The Sakigake designation was granted based on findings for the novel investigational HER2-targeting antibody-drug conjugate presented at the 2018 Gastrointestinal Cancers Symposium. In the first-in-human trial , the confirmed objective response rate (ORR) per RECIST v1.1 criteria was 45.5% and the disease control rate (DCR) was 81.8% among 44 evaluable patients with heavily pretreated HER2-expressing gastric cancer. Among 23 patients who received prior irinotecan treatment, the ORR and DCR were 43.5% and 82.6%, respectively.
At the time of data cutoff for the presentation, 45 patients with gastric or gastroesophageal junction adenocarcinoma were treated in an open-label fashion with trastuzumab deruxtecan at a dosage of 5.4 or 6.4 mg/kg. Four were included in the dose escalation phase (part 1)—3 dosed with 5.4 mg/kg and 1 with 6.4 mg/kg. In part 2 of the study, 17 were dosed with 5.4 mg/kg and 24 with 6.4 mg/kg. The median patient age was 68 years; 73.3% had ECOG performance status of 0 and 26.7% had an ECOG Performance Status of 1.
Forty three of the 44 evaluable patients had HER2-positive tumors. HER2 expression was 3+ on immunohistochemistry in 80% of patients. More than one-fourth (26.7%) of patients had received 5 or more prior anticancer regimens. Forty-four of the 45 had prior trastuzumab and 24 (53.3%) had received irinotecan previously. The median number of lines of therapy was 3.
The median progression-free survival was 5.8 months in the overall evaluable population and 4.1 months in those treated with irinotecan previously. The median duration of response was 7.0 months in the efficacy evaluable patients, and 6.9 months in those with prior irinotecan exposure. The vast majority (83%) of patients experienced tumor shrinkage.
Most treatment-emergent adverse events (TEAE) were grade 3 or lower. Four patients had a grade 3 nonhematologic TEAE; 1 with nausea and 3 experienced decreased appetite.
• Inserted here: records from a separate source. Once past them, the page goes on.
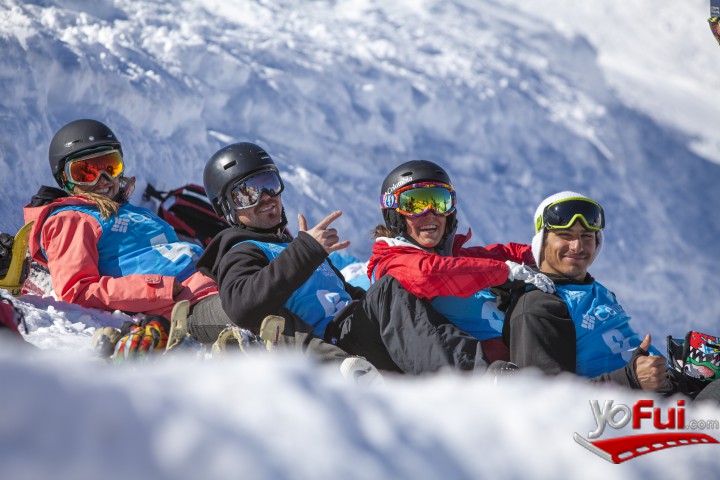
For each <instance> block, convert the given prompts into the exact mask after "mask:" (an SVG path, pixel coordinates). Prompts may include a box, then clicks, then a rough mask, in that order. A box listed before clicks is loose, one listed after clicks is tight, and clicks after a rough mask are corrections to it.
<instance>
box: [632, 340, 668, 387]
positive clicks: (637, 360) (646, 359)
mask: <svg viewBox="0 0 720 480" xmlns="http://www.w3.org/2000/svg"><path fill="white" fill-rule="evenodd" d="M650 341H651V337H650V334H649V333H648V334H647V335H645V339H643V341H642V343H641V344H640V348H642V349H644V350H647V349H648V348H650ZM635 374H636V375H637V377H638V381H639V382H640V386H641V387H642V389H643V390H657V389H658V388H660V387H662V386H663V384H665V379H666V376H667V367H666V365H665V357H662V356H657V355H653V356H641V357H637V358H636V359H635Z"/></svg>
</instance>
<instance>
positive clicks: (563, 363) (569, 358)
mask: <svg viewBox="0 0 720 480" xmlns="http://www.w3.org/2000/svg"><path fill="white" fill-rule="evenodd" d="M547 275H548V277H550V278H551V279H552V280H553V282H555V284H556V285H570V284H581V285H587V284H590V283H593V282H594V281H595V280H594V279H593V278H592V276H590V274H588V275H587V276H586V277H585V280H584V281H582V282H577V281H574V280H570V279H568V278H566V277H562V276H559V275H551V274H547ZM503 340H504V341H505V343H506V344H507V345H508V346H509V347H510V361H511V362H513V363H515V364H516V365H518V366H519V367H520V368H523V367H537V368H539V369H540V370H542V371H543V372H545V373H548V374H553V375H554V374H559V373H561V372H572V373H575V362H576V351H575V348H576V336H575V323H574V322H573V320H572V317H571V316H570V312H569V310H568V308H567V304H566V303H565V301H564V300H563V299H562V298H560V297H559V296H557V295H555V294H549V293H544V292H542V291H540V290H537V289H533V290H530V291H528V292H525V293H522V294H520V295H519V297H517V298H515V299H514V300H513V302H512V303H511V304H510V307H509V308H508V311H507V313H506V316H505V323H504V325H503ZM638 355H647V352H646V351H645V350H643V349H641V348H639V347H638V348H637V350H636V351H635V353H634V355H633V357H632V358H631V359H630V361H629V362H628V364H627V365H626V366H625V367H623V368H620V369H618V370H615V371H613V372H609V373H604V374H602V375H600V376H598V377H595V378H592V379H590V381H591V382H594V383H617V384H621V385H625V386H628V387H631V388H640V383H639V382H638V379H637V375H636V373H635V358H637V356H638Z"/></svg>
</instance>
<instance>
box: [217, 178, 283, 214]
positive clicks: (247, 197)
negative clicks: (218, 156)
mask: <svg viewBox="0 0 720 480" xmlns="http://www.w3.org/2000/svg"><path fill="white" fill-rule="evenodd" d="M284 189H285V186H284V185H283V183H282V179H280V175H278V174H277V172H276V171H275V170H265V171H262V172H259V173H256V174H255V175H251V176H249V177H246V178H243V179H242V180H240V181H239V182H238V183H236V184H235V185H234V186H233V187H232V188H231V189H230V192H229V194H228V197H229V198H230V200H231V201H232V203H233V204H234V205H235V206H236V207H237V208H250V207H254V206H255V205H257V204H258V202H260V197H261V196H262V192H266V193H267V194H268V195H270V196H271V197H277V196H278V195H280V193H281V192H282V191H283V190H284Z"/></svg>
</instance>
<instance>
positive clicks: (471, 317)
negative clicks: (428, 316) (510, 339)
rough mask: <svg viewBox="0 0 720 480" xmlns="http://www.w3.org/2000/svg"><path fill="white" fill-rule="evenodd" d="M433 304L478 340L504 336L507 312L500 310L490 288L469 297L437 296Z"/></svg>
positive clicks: (445, 316) (433, 300)
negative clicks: (503, 325)
mask: <svg viewBox="0 0 720 480" xmlns="http://www.w3.org/2000/svg"><path fill="white" fill-rule="evenodd" d="M431 305H432V306H433V308H435V310H437V311H438V312H440V313H441V314H443V315H444V316H445V318H447V319H448V320H449V321H450V323H452V324H453V325H456V326H457V327H458V328H460V329H461V330H464V331H465V332H467V333H469V334H470V335H472V336H473V337H475V338H477V339H478V340H489V339H491V338H498V337H500V336H502V327H503V322H504V320H505V313H504V312H501V311H500V310H498V308H497V298H496V297H495V295H494V294H493V293H492V292H490V289H488V288H486V289H483V290H480V291H479V292H477V293H476V294H475V295H473V296H471V297H468V298H460V297H436V298H435V299H433V301H432V302H431Z"/></svg>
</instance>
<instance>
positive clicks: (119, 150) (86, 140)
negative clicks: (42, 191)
mask: <svg viewBox="0 0 720 480" xmlns="http://www.w3.org/2000/svg"><path fill="white" fill-rule="evenodd" d="M97 147H112V148H115V149H117V150H119V151H120V155H122V147H121V145H120V140H118V138H117V137H116V136H115V134H114V133H113V131H112V130H110V128H109V127H108V126H107V125H105V124H104V123H102V122H98V121H97V120H90V119H82V120H75V121H73V122H70V123H68V124H67V125H65V126H64V127H62V128H61V129H60V130H58V131H57V133H56V134H55V136H53V138H52V140H51V141H50V150H49V152H48V159H49V160H50V169H51V170H52V174H53V178H54V179H55V181H56V182H57V183H58V185H60V187H61V188H64V187H65V186H64V185H63V182H62V178H61V176H60V173H61V172H62V171H63V168H65V161H66V160H67V158H68V157H69V156H71V155H75V154H76V153H79V152H82V151H83V150H90V149H92V148H97Z"/></svg>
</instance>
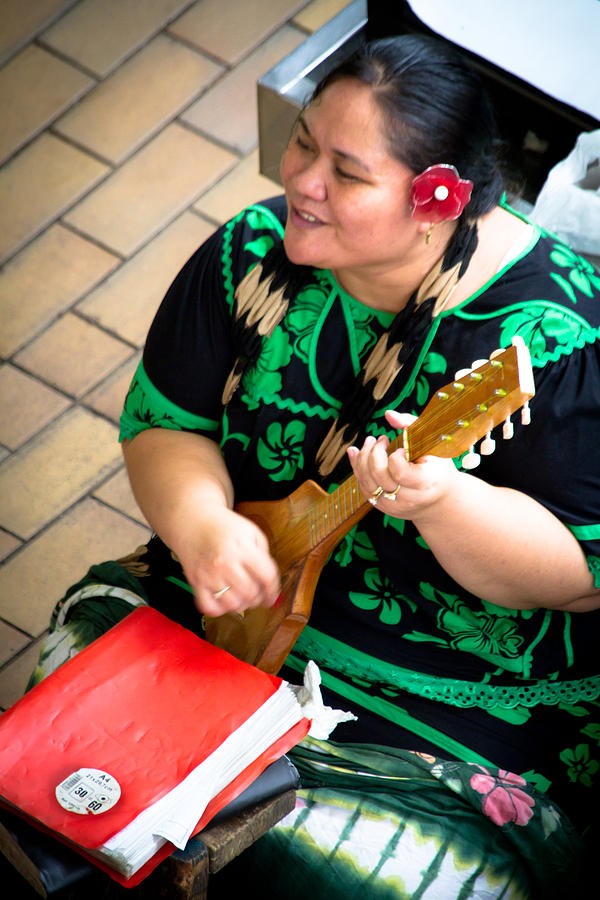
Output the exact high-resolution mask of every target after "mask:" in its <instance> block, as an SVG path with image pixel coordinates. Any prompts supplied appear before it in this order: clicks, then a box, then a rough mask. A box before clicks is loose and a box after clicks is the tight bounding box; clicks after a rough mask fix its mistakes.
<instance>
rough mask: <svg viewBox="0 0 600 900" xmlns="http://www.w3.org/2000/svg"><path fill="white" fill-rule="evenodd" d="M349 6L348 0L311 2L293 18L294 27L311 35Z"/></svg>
mask: <svg viewBox="0 0 600 900" xmlns="http://www.w3.org/2000/svg"><path fill="white" fill-rule="evenodd" d="M349 5H350V4H349V0H312V3H309V4H308V5H307V6H305V7H304V9H303V10H301V11H300V12H299V13H298V14H297V15H295V16H294V20H293V21H294V25H299V26H300V27H301V28H305V29H306V30H307V31H310V32H311V33H312V32H313V31H317V30H318V29H319V28H322V27H323V25H325V23H326V22H329V20H330V19H333V17H334V16H337V14H338V13H339V12H341V11H342V9H345V8H346V6H349Z"/></svg>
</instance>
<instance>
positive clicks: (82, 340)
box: [15, 313, 133, 397]
mask: <svg viewBox="0 0 600 900" xmlns="http://www.w3.org/2000/svg"><path fill="white" fill-rule="evenodd" d="M132 352H133V350H132V348H131V347H129V346H128V345H127V344H124V343H123V342H122V341H120V340H118V339H117V338H114V337H112V336H111V335H109V334H106V332H104V331H102V330H101V329H100V328H97V327H96V326H95V325H93V324H91V323H90V322H86V321H85V320H84V319H82V318H81V317H80V316H76V315H73V313H67V314H66V315H65V316H63V317H62V318H60V319H59V320H58V322H55V323H54V325H51V326H50V327H49V328H48V329H46V331H45V332H44V333H43V334H41V335H40V336H39V337H38V338H36V339H35V340H34V341H32V343H31V344H29V345H28V346H27V347H25V349H24V350H21V352H20V353H18V354H17V356H16V357H15V362H16V363H17V364H18V365H20V366H23V368H24V369H27V371H28V372H31V374H32V375H37V376H39V377H40V378H43V379H45V380H46V381H48V382H50V384H52V385H54V386H55V387H57V388H59V389H60V390H62V391H64V392H65V393H67V394H70V395H72V396H75V397H81V395H82V394H85V393H86V391H89V390H91V388H93V387H95V386H96V385H97V384H98V382H99V381H101V380H102V379H103V378H105V377H106V376H107V375H109V374H110V373H111V372H113V371H114V370H115V369H116V368H117V366H119V365H121V363H123V362H125V360H126V359H129V357H130V356H131V355H132Z"/></svg>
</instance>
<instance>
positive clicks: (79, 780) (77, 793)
mask: <svg viewBox="0 0 600 900" xmlns="http://www.w3.org/2000/svg"><path fill="white" fill-rule="evenodd" d="M120 796H121V786H120V784H119V782H118V781H117V779H116V778H113V776H112V775H109V774H108V772H103V771H102V770H101V769H78V771H77V772H73V773H72V774H71V775H69V776H67V778H65V780H64V781H61V783H60V784H59V785H58V787H57V788H56V799H57V800H58V802H59V803H60V805H61V806H62V808H63V809H66V810H68V811H69V812H74V813H78V815H81V816H85V815H87V814H88V813H92V815H95V816H96V815H98V813H101V812H106V811H107V810H108V809H110V808H111V807H113V806H114V805H115V803H116V802H117V800H118V799H119V797H120Z"/></svg>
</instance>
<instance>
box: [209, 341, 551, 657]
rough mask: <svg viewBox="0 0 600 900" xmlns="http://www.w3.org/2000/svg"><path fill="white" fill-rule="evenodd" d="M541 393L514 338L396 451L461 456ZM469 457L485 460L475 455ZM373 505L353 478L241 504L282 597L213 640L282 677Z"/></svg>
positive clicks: (221, 630) (475, 364)
mask: <svg viewBox="0 0 600 900" xmlns="http://www.w3.org/2000/svg"><path fill="white" fill-rule="evenodd" d="M534 393H535V388H534V385H533V374H532V370H531V362H530V359H529V352H528V350H527V348H526V347H525V345H524V344H523V343H522V342H521V341H517V340H515V341H514V342H513V346H511V347H509V348H508V349H507V350H504V351H502V352H500V351H496V353H495V354H493V355H492V357H491V359H490V360H489V361H487V360H478V361H477V363H474V364H473V368H472V369H471V370H466V373H462V374H460V377H458V376H457V378H456V380H455V381H454V382H451V383H450V384H448V385H446V387H445V388H443V389H442V390H440V391H437V393H436V394H435V396H434V397H433V398H432V399H431V400H430V401H429V403H428V404H427V406H426V407H425V409H424V410H423V412H422V413H421V415H420V416H419V417H418V419H416V420H415V421H414V422H413V423H412V424H411V425H410V426H409V427H408V428H406V429H405V430H404V432H403V433H402V436H401V438H398V439H396V440H395V441H392V442H391V444H390V447H389V452H392V451H393V450H395V449H397V448H398V447H399V446H403V447H404V449H405V452H406V455H407V458H408V459H411V460H415V459H419V458H420V457H421V456H424V455H426V454H430V455H433V456H444V457H457V456H460V455H461V454H463V453H465V451H469V450H470V449H471V448H472V446H473V444H474V442H475V441H476V440H478V439H479V438H480V437H482V436H483V435H485V434H488V435H489V432H491V430H492V428H493V427H495V426H496V425H498V424H499V423H500V422H503V421H506V420H508V419H509V417H510V415H511V414H512V413H513V412H514V411H515V410H517V409H519V408H520V407H521V406H523V405H524V404H527V401H528V400H529V399H530V398H531V397H532V396H533V395H534ZM482 452H484V451H483V449H482ZM490 452H491V451H490ZM468 455H470V457H471V459H472V460H475V458H478V457H476V455H475V454H473V453H472V452H471V453H470V454H468ZM474 464H475V463H474V462H473V463H471V465H474ZM372 508H373V507H372V505H371V504H370V503H369V501H368V499H367V498H366V497H364V496H363V495H362V493H361V491H360V488H359V486H358V481H357V479H356V478H355V476H354V475H351V476H350V477H349V478H347V479H346V480H345V481H344V482H343V483H342V484H341V485H340V486H339V487H338V488H337V489H336V490H335V491H333V492H332V493H330V494H329V493H327V492H326V491H324V490H323V489H322V488H320V487H319V486H318V485H317V484H315V482H313V481H307V482H305V483H304V484H302V485H301V486H300V487H299V488H297V489H296V490H295V491H294V492H293V493H292V494H290V495H289V496H288V497H285V498H284V499H283V500H274V501H266V502H263V501H252V502H245V503H239V504H238V505H237V506H236V507H235V509H236V511H237V512H239V513H241V514H242V515H244V516H246V517H247V518H249V519H251V520H252V521H253V522H255V523H256V524H257V525H258V526H259V527H260V528H261V529H262V531H263V532H264V533H265V534H266V535H267V537H268V539H269V546H270V550H271V554H272V556H273V558H274V559H275V561H276V562H277V565H278V566H279V570H280V573H281V594H280V596H279V599H278V601H277V603H276V604H275V606H274V607H271V608H269V609H267V608H265V607H258V608H257V609H249V610H247V611H246V612H245V613H244V614H243V615H237V614H233V613H227V614H226V615H223V616H219V617H218V618H208V617H207V618H206V631H205V635H206V639H207V640H209V641H210V642H211V643H214V644H216V645H217V646H219V647H223V648H224V649H226V650H228V651H229V652H230V653H232V654H233V655H234V656H237V657H238V658H239V659H243V660H245V661H246V662H250V663H252V664H254V665H256V666H258V667H259V668H261V669H263V670H264V671H266V672H270V673H272V674H275V673H277V672H278V671H279V669H280V668H281V666H282V665H283V662H284V660H285V658H286V656H287V655H288V653H289V652H290V650H291V648H292V647H293V645H294V643H295V642H296V640H297V638H298V636H299V634H300V632H301V631H302V629H303V628H304V626H305V625H306V623H307V622H308V619H309V617H310V613H311V609H312V602H313V597H314V593H315V588H316V584H317V581H318V578H319V575H320V573H321V570H322V569H323V566H324V565H325V563H326V562H327V559H328V558H329V555H330V554H331V552H332V550H333V549H334V548H335V547H336V546H337V544H338V543H339V542H340V541H341V540H342V538H343V537H344V536H345V535H346V534H347V533H348V532H349V531H350V530H351V529H352V528H353V527H354V526H355V525H356V523H357V522H358V521H360V519H362V518H363V516H365V515H366V514H367V512H369V511H370V510H371V509H372Z"/></svg>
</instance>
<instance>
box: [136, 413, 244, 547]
mask: <svg viewBox="0 0 600 900" xmlns="http://www.w3.org/2000/svg"><path fill="white" fill-rule="evenodd" d="M123 455H124V457H125V463H126V466H127V471H128V474H129V480H130V482H131V486H132V490H133V493H134V495H135V498H136V500H137V502H138V504H139V507H140V509H141V510H142V512H143V513H144V516H145V517H146V519H147V520H148V523H149V524H150V526H151V527H152V528H153V529H154V530H155V531H156V533H157V534H159V535H160V537H161V538H162V539H163V540H164V542H165V543H166V544H167V546H169V547H171V548H172V549H176V548H177V546H178V544H179V543H180V541H181V540H182V539H183V537H184V535H185V528H184V527H183V523H184V522H185V521H186V519H190V520H192V519H193V515H192V513H193V511H194V510H197V509H198V508H199V507H205V508H210V507H211V506H213V507H214V506H221V507H223V506H226V507H231V506H232V505H233V487H232V484H231V480H230V478H229V474H228V472H227V469H226V467H225V463H224V461H223V458H222V455H221V451H220V448H219V446H218V444H216V443H215V442H214V441H211V440H210V439H208V438H205V437H203V436H201V435H197V434H193V433H190V432H185V431H175V430H170V429H166V428H150V429H148V430H146V431H142V432H141V433H140V434H138V435H136V437H135V438H133V440H130V441H125V442H124V443H123Z"/></svg>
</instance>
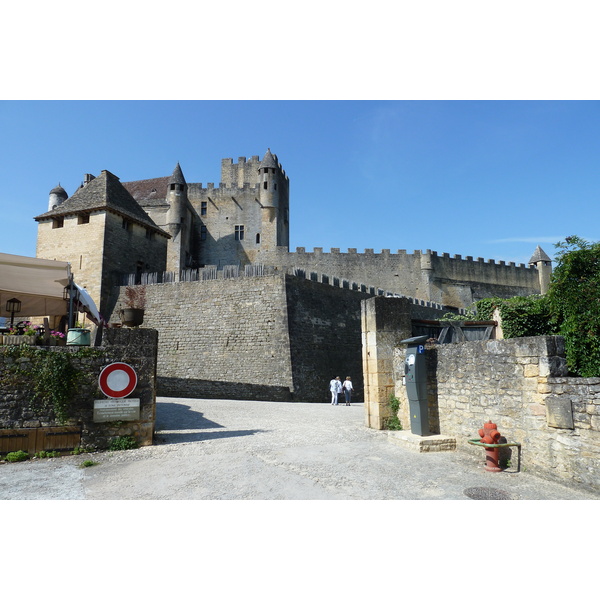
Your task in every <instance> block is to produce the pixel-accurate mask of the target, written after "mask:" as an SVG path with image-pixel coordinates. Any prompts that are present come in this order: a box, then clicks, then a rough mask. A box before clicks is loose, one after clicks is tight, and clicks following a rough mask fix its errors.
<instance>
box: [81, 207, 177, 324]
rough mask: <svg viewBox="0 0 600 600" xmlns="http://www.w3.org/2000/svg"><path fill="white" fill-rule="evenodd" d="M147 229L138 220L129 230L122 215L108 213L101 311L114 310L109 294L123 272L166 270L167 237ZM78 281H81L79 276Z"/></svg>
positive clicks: (100, 306) (106, 314)
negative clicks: (150, 234)
mask: <svg viewBox="0 0 600 600" xmlns="http://www.w3.org/2000/svg"><path fill="white" fill-rule="evenodd" d="M146 232H147V230H146V228H145V227H142V226H140V225H138V224H137V223H131V224H130V228H129V229H128V230H125V229H124V228H123V218H122V217H120V216H118V215H116V214H113V213H110V212H108V213H107V214H106V228H105V234H104V247H103V254H104V257H103V258H104V261H103V271H102V290H103V296H102V298H101V301H100V304H99V305H98V308H99V310H100V313H101V314H102V315H103V316H105V317H106V315H107V314H109V311H110V310H111V308H110V303H109V298H110V294H111V292H112V288H113V287H114V286H115V285H118V283H119V279H120V277H121V276H122V275H124V274H126V273H135V272H136V271H138V272H141V271H160V270H164V267H165V264H166V258H167V238H166V237H165V236H163V235H159V234H154V235H152V236H151V237H147V235H146ZM76 281H77V282H78V283H79V280H77V279H76ZM84 284H85V281H84ZM80 285H81V284H80ZM94 300H95V299H94Z"/></svg>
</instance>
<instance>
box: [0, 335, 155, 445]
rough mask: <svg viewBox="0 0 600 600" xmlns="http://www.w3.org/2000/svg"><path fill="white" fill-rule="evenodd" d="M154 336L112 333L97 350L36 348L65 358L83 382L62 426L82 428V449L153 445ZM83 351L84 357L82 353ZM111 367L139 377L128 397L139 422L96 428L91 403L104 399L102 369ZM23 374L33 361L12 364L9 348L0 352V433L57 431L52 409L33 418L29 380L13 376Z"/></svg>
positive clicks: (37, 349) (61, 348)
mask: <svg viewBox="0 0 600 600" xmlns="http://www.w3.org/2000/svg"><path fill="white" fill-rule="evenodd" d="M157 340H158V336H157V332H156V331H155V330H150V329H135V330H134V329H110V330H106V331H105V332H104V339H103V343H102V346H101V347H94V348H87V347H83V348H82V347H77V346H66V347H48V348H39V349H37V350H38V352H66V353H69V354H70V355H71V357H72V364H73V366H74V367H75V368H76V369H77V370H78V371H80V372H81V374H82V376H81V378H80V381H79V383H78V384H77V388H76V392H75V395H74V400H73V405H72V410H71V418H70V419H69V421H68V422H67V423H65V424H66V425H73V426H77V425H79V426H81V428H82V432H81V445H82V446H85V447H94V448H97V449H105V448H107V447H108V445H109V443H110V441H111V439H113V438H116V437H119V436H125V435H128V436H132V437H134V438H136V439H137V441H138V443H139V444H140V445H141V446H147V445H150V444H152V436H153V432H154V423H155V418H156V349H157ZM81 350H83V352H82V351H81ZM113 362H125V363H127V364H129V365H131V366H132V367H133V368H134V369H135V371H136V373H137V376H138V384H137V387H136V389H135V390H134V391H133V393H132V394H131V395H130V397H133V398H139V399H140V419H139V420H137V421H123V422H107V423H94V421H93V413H94V400H97V399H102V398H105V396H104V395H103V394H102V392H101V391H100V389H99V387H98V377H99V375H100V372H101V371H102V369H103V368H104V367H105V366H106V365H108V364H111V363H113ZM14 369H17V371H18V372H19V373H23V374H27V373H28V372H29V371H30V369H31V360H30V359H27V358H19V359H14V358H12V356H11V350H10V347H9V346H0V428H2V429H20V428H32V427H52V426H60V425H61V423H60V422H59V421H57V419H56V417H55V415H54V413H53V412H52V410H51V409H49V410H48V411H45V412H44V413H37V412H33V411H32V410H31V408H30V406H29V399H30V397H31V394H32V387H31V383H32V382H31V379H30V378H27V377H26V378H25V379H23V378H21V377H18V376H16V377H15V375H14V373H13V370H14Z"/></svg>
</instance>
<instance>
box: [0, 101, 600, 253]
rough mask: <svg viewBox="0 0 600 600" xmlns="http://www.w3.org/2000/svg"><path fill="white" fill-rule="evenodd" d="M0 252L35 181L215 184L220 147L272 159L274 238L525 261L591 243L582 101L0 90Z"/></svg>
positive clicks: (596, 218) (30, 201) (586, 164)
mask: <svg viewBox="0 0 600 600" xmlns="http://www.w3.org/2000/svg"><path fill="white" fill-rule="evenodd" d="M0 139H2V148H1V150H0V181H2V186H1V187H0V206H1V207H2V214H3V221H4V222H5V223H10V227H5V228H4V229H3V231H2V235H1V238H0V251H2V252H7V253H12V254H23V255H29V256H33V255H35V244H36V222H35V221H34V220H33V217H34V216H36V215H38V214H41V213H42V212H45V210H46V207H47V201H48V193H49V191H50V190H51V189H52V188H53V187H54V186H56V185H57V184H58V183H60V184H61V185H62V186H63V187H64V188H65V189H66V191H67V193H68V194H69V195H71V194H73V193H74V192H75V190H76V189H77V187H78V186H79V185H80V183H81V181H82V180H83V176H84V173H92V174H94V175H98V174H99V173H100V171H101V170H102V169H108V170H109V171H111V172H113V173H114V174H115V175H117V176H118V177H120V178H121V180H122V181H132V180H136V179H144V178H151V177H160V176H165V175H169V174H170V173H171V172H172V170H173V168H174V167H175V165H176V163H177V162H179V163H180V165H181V167H182V169H183V172H184V175H185V177H186V179H187V181H188V182H202V183H203V184H206V183H207V182H214V183H215V185H217V184H218V183H219V181H220V163H221V158H233V159H234V161H237V160H238V157H240V156H246V157H250V156H252V155H259V156H261V158H262V156H263V154H264V153H265V151H266V150H267V148H271V151H272V152H274V153H275V154H277V155H278V158H279V160H280V162H281V163H282V165H283V168H284V169H285V171H286V173H287V174H288V176H289V178H290V194H291V198H290V205H291V208H290V220H291V233H290V247H291V248H292V249H294V248H295V247H297V246H304V247H306V249H307V250H309V249H312V248H313V247H323V248H324V250H325V251H328V250H329V249H330V248H332V247H336V248H340V249H341V250H342V251H345V250H347V249H348V248H357V249H358V251H359V252H360V251H363V250H364V249H365V248H373V249H374V250H375V251H376V252H379V251H380V250H381V249H383V248H386V249H390V250H392V252H395V251H397V250H398V249H406V250H408V251H409V252H412V251H413V250H415V249H418V250H426V249H431V250H435V251H438V252H439V253H442V252H448V253H450V254H451V255H454V254H460V255H462V256H473V257H475V258H477V257H483V258H485V259H495V260H505V261H507V262H510V261H513V262H516V263H521V262H525V263H526V262H527V261H528V259H529V258H530V256H531V254H532V253H533V251H534V249H535V247H536V245H537V244H540V245H541V246H542V248H544V249H545V250H546V252H547V253H548V254H549V255H551V256H552V254H553V252H554V246H553V245H554V243H555V242H557V241H559V240H561V239H564V238H565V237H566V236H568V235H572V234H576V235H579V236H581V237H583V238H586V239H588V240H593V241H596V238H597V228H596V226H595V223H597V222H598V220H599V218H598V217H599V209H598V201H597V200H598V197H599V195H600V171H599V170H598V166H597V165H598V158H599V156H600V104H599V103H598V102H597V101H530V100H524V101H489V100H484V101H456V100H453V101H442V100H432V101H416V100H398V101H396V100H382V101H377V100H358V101H352V100H341V101H335V100H323V101H313V100H300V101H294V100H282V101H268V100H256V101H245V100H225V101H219V100H196V101H172V100H168V101H156V100H153V101H151V100H142V101H133V100H125V101H110V100H103V101H91V100H84V101H62V100H51V101H41V100H26V101H21V100H15V101H2V102H0Z"/></svg>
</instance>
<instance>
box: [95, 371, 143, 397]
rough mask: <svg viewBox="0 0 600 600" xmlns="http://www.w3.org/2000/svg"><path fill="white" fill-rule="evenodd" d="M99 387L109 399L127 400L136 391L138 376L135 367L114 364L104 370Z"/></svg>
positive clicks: (98, 377)
mask: <svg viewBox="0 0 600 600" xmlns="http://www.w3.org/2000/svg"><path fill="white" fill-rule="evenodd" d="M98 385H99V386H100V389H101V390H102V393H103V394H105V395H106V396H108V397H109V398H125V397H126V396H129V394H131V392H133V390H135V386H136V385H137V374H136V372H135V370H134V369H133V367H132V366H130V365H128V364H126V363H112V364H111V365H108V366H106V367H104V369H102V372H101V373H100V377H98Z"/></svg>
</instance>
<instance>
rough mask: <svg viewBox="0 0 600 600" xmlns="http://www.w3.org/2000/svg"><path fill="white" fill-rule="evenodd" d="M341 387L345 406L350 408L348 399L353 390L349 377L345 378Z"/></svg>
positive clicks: (351, 395)
mask: <svg viewBox="0 0 600 600" xmlns="http://www.w3.org/2000/svg"><path fill="white" fill-rule="evenodd" d="M342 387H343V388H344V396H345V397H346V406H350V397H351V396H352V390H353V389H354V388H353V387H352V380H351V379H350V377H346V381H344V383H343V384H342Z"/></svg>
The most common nonhematologic TEAEs overall were nausea (71%), decreased appetite (64.4%), constipation (31.1%), vomiting (22.2%), diarrhea (22.2%), and pyrexia (22.2%).
Grade ≥3 hematologic TEAEs were anemia (24.4%), thrombocytopenia (17.8%), leukopenia (15.5%), and neutropenia (20%). Hematologic TEAEs of any grade included anemia in 35.6% of patients, thrombocytopenia in 33.3%, leukopenia in 33.3%, and neutropenia in 28.9%. Three patients discontinued treatment due to a TEAE (pneumonia, decreased appetite, and pneumonitis).
Other adverse events included 1 case of a grade 2 reduction in ejection fraction and 2 potential cases of interstitial lung disease that need to be confirmed by an independent adjudication committee.
The promising safety and efficacy data led to the pivotal phase II DESTINY-Gastric01 trial, in which the efficacy and safety of trastuzumab deruxtecan are being explored in patients with HER2-expressing unresectable and/or metastatic gastric cancer that has progressed despite 2 prior lines of therapy.
In August 2017, the FDA granted trastuzumab deruxtecan a breakthrough therapy designation for the treatment of patients with HER2-positive, locally advanced, or metastatic breast cancer who have been treated with trastuzumab and pertuzumab (Perjeta) and have disease progression after ado-trastuzumab emtansine (T-DM1; Kadcyla).
Iwasa S, Shitara K, Takahashi S, et al. Updated results of phase 1 study of DS-8201a in subjects with HER2-expressing gastric cancer. Presented at: 2018 Gastrointestinal Cancers Symposium; January 18-20, 2018; San Francisco, Calif. Abstract 118.